JOSH LIPTON: And, Wamsi, I just want to drill down there into the call on the iPhone because it's interesting. What you see is this potentially multiyear, stronger iPhone upgrade cycle. And as you were saying, Wamsi, to your clients, what you're banking on here is Apple's going to introduce these kind of new AI-enabled iPhones in 2024, 2025. I'm interested, Wamsi, as you think through that, what are the kind of new AI features that you think are potentially going to wow consumers here?

WAMSI MOHAN: Yeah, absolutely. I think we have to bifurcate what is going to happen in software versus what is going to happen in hardware, right? When you think about the hardware, there's accelerated processing units. There's high-bandwidth memory. These are all things that will get introduced in calendar '25, not in '24. So the iPhone 16 will have a faster-- you know, the usual faster processor. You heard TSMC overnight talk about just how neural engines are getting embedded even more and more so on silicon. The die size is growing. So you will get some performance benefit.

But what you also see is Apple is doing a lot of work on the software end of things where you can start to run LLMs in very limited hardware scenarios where you have limited RAM, and you can expand this into flash, and there are written papers about this. So what you're really looking at is initially a software-driven cycle that then morphs into both a hardware- and software-driven cycle.

In this year, what we expect is that iOS 18 will have a lot of AI-enabled features. You've already seen a preview of this, right, like Galaxy S24 that just launched yesterday. You can see about all the real-time things that you can do in terms of translation, in terms of transcription, in terms of voice to text. There's a whole bunch of slew of things, features that have been introduced. I think Apple's going to do that and do that better. So that's what we expect in 2024.

In 2025, I think it's going to be a step-function change because some of the hardware is going to have more acceleration, more dedicated memory, and that is just going to change the game in terms of what you can do on device to a higher degree than what you would see even in '24.

MADISON MILLS: Wamsi, you mentioned that Samsung, also Google have beaten Apple to the punch when it comes to an AI-powered phone. What exactly are you betting on Apple to do better than those competitors?

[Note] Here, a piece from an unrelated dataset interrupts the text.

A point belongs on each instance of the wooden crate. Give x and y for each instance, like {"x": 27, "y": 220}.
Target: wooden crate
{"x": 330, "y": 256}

WAMSI MOHAN: Yeah, I think what Apple has that none of these other players do is really consumer-centric information that's stored on the iPhone, right? They're very concerned about privacy, and so the information never kind of leaves the iPhone. But if you think about all-- every intention that you express, right-- like you want to travel. You go to your iPhone. You book something. You look up where you want to go travel. You want to go to a restaurant. The iPhone knows where you've been, right? So you've got perfect information, in some ways.

What does generative AI do? It takes high-quality data and generates inferences off of that high-quality data. Our contention is that iPhone has the highest-quality data about any person. Their personal iPhone is the repository of all the history of their life, literally, in their hands. And you take that, and you say, well, what can we do with this information? Well, if you run gen-AI rhythms on a phone like that with that information, you can give really valuable, targeted advice and be a real assistant of sorts as opposed to the way that Siri functions today.

So I think that it's more than, you know, what you can do in image manipulation and take away people from the background and add things in the foreground. This is much more central to improving productivity and actually using an assistant the way it should be used.